Lukashenka also said the union treaty could be signed in October or November, when the Supreme Council of the Union State is due to meet. “If we finally agree with the Russian president on the 9th, the government will meet on 10-11th, consider and adopt these programs. And then we’ll approve them at the Supreme State Council,” he said.

Union State Still Far Way Off?

Analysts are skeptical.

“We’ve all heard many times various statements that integration agreements would be signed in the near future,” analyst Andrey Kazakevich told RFE/RL’s Belarus Service. “I don’t think that any ‘road maps’ that seriously limit Belarus’s sovereignty will be signed, but Russia is using the process to increase its influence over Belarus, which is already quite strong.”

After saying all documents would be ready by September 7, Syamashka later said that “some road maps not only require a single intergovernmental agreement, but a whole package of documents.”

Harmonizing tax and customs legislation could take up to 2 1/2 years, he said. (In fact, Prime Minister Raman Halouchanka recently said implementing some of the agreements could be stretched to six years, until 2027.)

Klysinski, the analyst, said the ambassador’s statement might signal a negotiating ploy by Lukashenka, whom he said had a “very narrow window” and “limited number of tools.”

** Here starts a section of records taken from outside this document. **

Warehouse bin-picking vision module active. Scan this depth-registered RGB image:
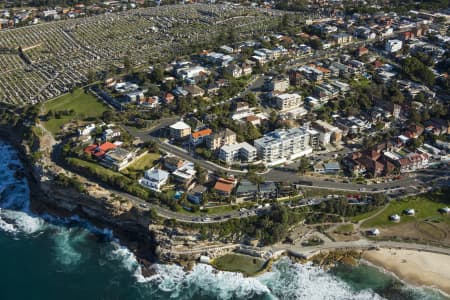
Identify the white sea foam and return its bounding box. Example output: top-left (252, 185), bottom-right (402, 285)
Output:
top-left (0, 142), bottom-right (45, 234)
top-left (53, 227), bottom-right (86, 266)
top-left (146, 264), bottom-right (270, 299)
top-left (258, 258), bottom-right (382, 300)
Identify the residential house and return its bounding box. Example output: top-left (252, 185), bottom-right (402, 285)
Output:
top-left (189, 128), bottom-right (212, 147)
top-left (164, 93), bottom-right (175, 104)
top-left (266, 76), bottom-right (289, 93)
top-left (77, 124), bottom-right (95, 136)
top-left (102, 128), bottom-right (121, 141)
top-left (258, 181), bottom-right (278, 199)
top-left (163, 155), bottom-right (184, 172)
top-left (324, 161), bottom-right (341, 174)
top-left (213, 178), bottom-right (237, 196)
top-left (101, 148), bottom-right (135, 171)
top-left (169, 121), bottom-right (191, 139)
top-left (236, 179), bottom-right (258, 203)
top-left (185, 85), bottom-right (205, 98)
top-left (139, 169), bottom-right (169, 192)
top-left (187, 185), bottom-right (206, 204)
top-left (172, 162), bottom-right (197, 186)
top-left (205, 128), bottom-right (236, 151)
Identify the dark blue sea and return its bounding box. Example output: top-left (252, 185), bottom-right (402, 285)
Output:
top-left (0, 142), bottom-right (445, 300)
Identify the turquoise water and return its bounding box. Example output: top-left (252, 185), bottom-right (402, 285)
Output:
top-left (0, 143), bottom-right (443, 300)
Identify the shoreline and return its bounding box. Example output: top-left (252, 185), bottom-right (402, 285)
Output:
top-left (362, 248), bottom-right (450, 298)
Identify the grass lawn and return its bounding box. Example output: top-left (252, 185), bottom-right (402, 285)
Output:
top-left (211, 253), bottom-right (266, 276)
top-left (349, 206), bottom-right (384, 223)
top-left (361, 192), bottom-right (450, 228)
top-left (67, 157), bottom-right (124, 177)
top-left (43, 88), bottom-right (108, 135)
top-left (127, 153), bottom-right (161, 172)
top-left (335, 224), bottom-right (353, 234)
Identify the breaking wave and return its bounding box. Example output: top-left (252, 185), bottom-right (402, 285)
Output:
top-left (136, 258), bottom-right (383, 300)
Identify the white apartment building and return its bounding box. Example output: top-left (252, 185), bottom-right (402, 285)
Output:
top-left (254, 128), bottom-right (312, 166)
top-left (274, 93), bottom-right (302, 111)
top-left (219, 142), bottom-right (257, 164)
top-left (385, 40), bottom-right (403, 53)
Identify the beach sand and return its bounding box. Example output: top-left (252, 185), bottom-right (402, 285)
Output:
top-left (363, 248), bottom-right (450, 295)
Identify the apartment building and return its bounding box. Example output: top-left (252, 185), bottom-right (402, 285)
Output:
top-left (312, 120), bottom-right (342, 146)
top-left (205, 128), bottom-right (236, 151)
top-left (219, 142), bottom-right (257, 164)
top-left (254, 128), bottom-right (312, 165)
top-left (274, 93), bottom-right (302, 111)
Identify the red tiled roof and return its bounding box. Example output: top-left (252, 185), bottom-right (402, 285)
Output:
top-left (98, 142), bottom-right (116, 152)
top-left (94, 150), bottom-right (105, 157)
top-left (192, 128), bottom-right (212, 139)
top-left (84, 144), bottom-right (98, 153)
top-left (214, 178), bottom-right (235, 194)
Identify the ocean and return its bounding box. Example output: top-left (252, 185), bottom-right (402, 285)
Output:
top-left (0, 142), bottom-right (445, 300)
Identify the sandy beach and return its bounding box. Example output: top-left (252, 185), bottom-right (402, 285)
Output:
top-left (363, 248), bottom-right (450, 295)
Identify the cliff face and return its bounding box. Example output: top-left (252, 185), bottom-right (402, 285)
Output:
top-left (0, 126), bottom-right (158, 266)
top-left (31, 181), bottom-right (158, 263)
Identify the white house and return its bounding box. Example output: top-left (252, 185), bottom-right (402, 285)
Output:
top-left (385, 40), bottom-right (403, 53)
top-left (139, 169), bottom-right (169, 192)
top-left (78, 124), bottom-right (95, 136)
top-left (389, 214), bottom-right (400, 222)
top-left (368, 228), bottom-right (380, 235)
top-left (405, 208), bottom-right (416, 216)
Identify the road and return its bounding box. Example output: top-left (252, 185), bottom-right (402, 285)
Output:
top-left (272, 239), bottom-right (450, 257)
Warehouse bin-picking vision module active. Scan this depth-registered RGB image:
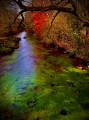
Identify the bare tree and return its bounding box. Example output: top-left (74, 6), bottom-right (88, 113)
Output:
top-left (13, 0), bottom-right (89, 30)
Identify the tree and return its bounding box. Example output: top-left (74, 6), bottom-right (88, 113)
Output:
top-left (0, 0), bottom-right (17, 36)
top-left (13, 0), bottom-right (89, 29)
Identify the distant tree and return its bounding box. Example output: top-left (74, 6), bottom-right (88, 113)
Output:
top-left (0, 0), bottom-right (17, 36)
top-left (13, 0), bottom-right (89, 29)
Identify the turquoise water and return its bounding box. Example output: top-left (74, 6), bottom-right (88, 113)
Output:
top-left (0, 32), bottom-right (89, 120)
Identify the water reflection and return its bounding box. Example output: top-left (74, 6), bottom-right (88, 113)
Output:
top-left (0, 32), bottom-right (35, 96)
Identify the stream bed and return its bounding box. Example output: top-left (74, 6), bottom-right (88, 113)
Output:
top-left (0, 32), bottom-right (89, 120)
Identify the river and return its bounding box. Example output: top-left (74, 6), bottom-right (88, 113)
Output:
top-left (0, 32), bottom-right (89, 120)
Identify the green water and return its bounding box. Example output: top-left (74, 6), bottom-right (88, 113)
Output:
top-left (0, 32), bottom-right (89, 120)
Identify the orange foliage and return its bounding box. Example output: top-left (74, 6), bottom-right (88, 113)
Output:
top-left (32, 11), bottom-right (47, 36)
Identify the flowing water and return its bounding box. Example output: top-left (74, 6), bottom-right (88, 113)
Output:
top-left (0, 32), bottom-right (89, 120)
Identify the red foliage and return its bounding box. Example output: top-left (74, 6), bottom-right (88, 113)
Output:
top-left (32, 11), bottom-right (47, 36)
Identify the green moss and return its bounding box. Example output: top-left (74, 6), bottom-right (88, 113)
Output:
top-left (0, 36), bottom-right (89, 120)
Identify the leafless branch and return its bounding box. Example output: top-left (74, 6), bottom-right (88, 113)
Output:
top-left (10, 10), bottom-right (26, 27)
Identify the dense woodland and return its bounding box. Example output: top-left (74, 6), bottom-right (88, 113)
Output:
top-left (0, 0), bottom-right (89, 120)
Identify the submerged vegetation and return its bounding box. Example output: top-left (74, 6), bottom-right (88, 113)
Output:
top-left (0, 35), bottom-right (89, 120)
top-left (0, 0), bottom-right (89, 120)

“One of them is his signature on these road maps,” Klynski said. “At stake, of course, are energy subsidies (gas and oil prices), new loans and other forms of financial support. I think the task for Syamashka was to gauge Russian reactions, to figure out what Belarus could get for such ‘fast concessions’ from Minsk.”

While Putin was applying pressure in 2019 to get a deal done, he may not be as eager now, given “radical changes” in Belarus since then, political analyst Artsyom Shraybman said. “One can proclaim success in negotiations on deepening integration, but everyone understands that Lukashenka will never agree to become the governor of a Russian province,” Shraybman wrote in an analysis for the Carnegie Moscow Center. “And if you force him, it will not be supported by the Belarusian people and will not be recognized by the West, given Lukashenka’s problems with legitimacy.”

The union treaty is ultimately the final card Lukashenka can play with the Kremlin, making it unlikely for him to relinquish it, Klysinski said.

“A Lukashenka who handed over the most independent asset — Belarusian independence — would be much less important to Moscow, and after that the Kremlin could look to replace him with someone more stable mentally and predictable,” he said.